Alongside Ian, too, is Janan Ganesh, who argued recently that “Britain’s great enrichment over recent decades has coincided with its membership of the European project…This suggests that Europe has either served us well or – on the harshest analysis possible – not held us back in any really decisive way.” He continued –
“Britain cannot allow the terms of political trade to be set by the miserabilists, and not just because they are wrong. They also have the capacity to do grievous harm. The real threat to this country is nothing these people complain of – Europe, migrants, markets, London’s encapsulation of all these things – but a political overreaction to the complaints themselves.”
It is easy to see what the manifesto of the London Party – or rather, to be faithful to the argument of Ian’s piece, the Metropolitan Party – might look like. It would be economically liberal and socially liberal. It would be pro-capitalism as well as pro-capital. (Birell’s piece was published in that most cosmopolitan of dailies, the Financial Times.) It would be pro-immigration. It would be Euro-sceptic in the real rather than the usual sense of the word: that’s to say, sceptical of the European project while also being instinctively supportive of Britain’s EU membership. It would be pro-same sex marriage, and other liberal social changes. It would support more housebuilding. It would smile both on centre-right public service reforms and centre-left plans for radical constitutional change. Its core vote would be the young, urban and educated. Its house magazine would be The Economist. Its football team would be Chelsea. Its anthem would be City Lights. Its symbol would be the Shard (caricatured by its opponents with illustrations of Barad-dur). Sneered at by its opponents, it would sneer back.

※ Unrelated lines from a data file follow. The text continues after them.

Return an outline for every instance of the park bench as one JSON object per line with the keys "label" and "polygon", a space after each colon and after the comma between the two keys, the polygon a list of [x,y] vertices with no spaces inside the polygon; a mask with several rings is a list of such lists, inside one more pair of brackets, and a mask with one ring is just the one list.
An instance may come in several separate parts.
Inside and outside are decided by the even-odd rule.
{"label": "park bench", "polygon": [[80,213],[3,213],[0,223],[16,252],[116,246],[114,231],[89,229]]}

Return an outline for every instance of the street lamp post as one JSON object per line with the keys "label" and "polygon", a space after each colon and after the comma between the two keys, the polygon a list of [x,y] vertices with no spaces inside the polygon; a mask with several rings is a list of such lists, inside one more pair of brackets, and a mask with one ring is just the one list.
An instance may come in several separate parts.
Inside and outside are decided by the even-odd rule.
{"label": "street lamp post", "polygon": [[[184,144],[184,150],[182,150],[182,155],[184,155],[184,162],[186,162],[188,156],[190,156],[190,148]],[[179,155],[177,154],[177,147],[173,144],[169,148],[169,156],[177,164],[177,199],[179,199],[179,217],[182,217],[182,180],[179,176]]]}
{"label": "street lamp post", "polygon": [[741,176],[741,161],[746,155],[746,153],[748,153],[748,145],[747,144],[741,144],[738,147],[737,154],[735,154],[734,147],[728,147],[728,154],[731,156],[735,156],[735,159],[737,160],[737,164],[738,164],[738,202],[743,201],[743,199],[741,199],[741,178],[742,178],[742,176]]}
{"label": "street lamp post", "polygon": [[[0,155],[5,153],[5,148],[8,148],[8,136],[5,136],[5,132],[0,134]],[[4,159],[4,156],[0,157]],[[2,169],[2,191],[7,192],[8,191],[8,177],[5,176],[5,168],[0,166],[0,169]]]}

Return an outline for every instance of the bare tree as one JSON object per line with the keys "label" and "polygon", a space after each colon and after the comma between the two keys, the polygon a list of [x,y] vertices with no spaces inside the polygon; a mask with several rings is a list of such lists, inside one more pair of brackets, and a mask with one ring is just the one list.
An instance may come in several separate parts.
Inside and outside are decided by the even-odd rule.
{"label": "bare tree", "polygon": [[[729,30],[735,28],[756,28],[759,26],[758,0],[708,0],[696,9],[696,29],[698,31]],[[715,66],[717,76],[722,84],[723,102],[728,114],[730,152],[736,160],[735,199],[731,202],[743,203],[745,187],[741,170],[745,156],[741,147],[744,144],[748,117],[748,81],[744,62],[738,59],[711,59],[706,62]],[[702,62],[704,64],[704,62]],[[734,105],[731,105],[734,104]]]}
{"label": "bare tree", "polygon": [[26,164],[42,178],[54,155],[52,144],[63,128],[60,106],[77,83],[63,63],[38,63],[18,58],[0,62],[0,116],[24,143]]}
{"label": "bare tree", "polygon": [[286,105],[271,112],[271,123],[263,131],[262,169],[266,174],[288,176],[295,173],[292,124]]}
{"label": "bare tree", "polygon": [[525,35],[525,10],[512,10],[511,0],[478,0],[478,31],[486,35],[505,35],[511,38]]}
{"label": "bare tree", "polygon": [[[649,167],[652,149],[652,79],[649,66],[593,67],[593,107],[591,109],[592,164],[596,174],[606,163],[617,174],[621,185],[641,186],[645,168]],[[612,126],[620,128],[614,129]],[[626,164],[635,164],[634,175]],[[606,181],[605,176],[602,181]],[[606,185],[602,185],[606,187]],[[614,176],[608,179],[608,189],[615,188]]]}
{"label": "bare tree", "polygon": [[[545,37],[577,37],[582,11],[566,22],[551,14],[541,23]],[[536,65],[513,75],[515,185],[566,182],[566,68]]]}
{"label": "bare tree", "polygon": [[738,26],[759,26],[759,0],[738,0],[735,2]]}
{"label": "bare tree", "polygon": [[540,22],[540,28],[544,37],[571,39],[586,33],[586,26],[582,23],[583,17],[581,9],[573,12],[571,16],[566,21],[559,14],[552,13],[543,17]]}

Now, my purpose today is not to disagree with this new arrival (if you want a first-rate take on why the Metropolitan Party is wrong, read Peter Franklin), but to make a point and ask a question.
The point: Ian, Matthew and Janan are all conservatives. Ian is David Cameron’s former speechwriter. Matthew is a former Tory MP. Janan is George Osborne’s biographer and formerly worked for Policy Exchange.
But I cannot think of a single Conservative politician – or any politician at all – who speaks for the Metropolitan Party. Perhaps Mark Field in the City of London and Westminster. But he is not an enthusiast for the present Party leadership, which is a condition of the new party’s membership. Don’t float the name of Nick Boles. He is a fervent supporter of tougher immigration controls. George Osborne? But he takes the Conservative line on the EU and migration.
The question: why the gap? What does it tell us about the state of British politics?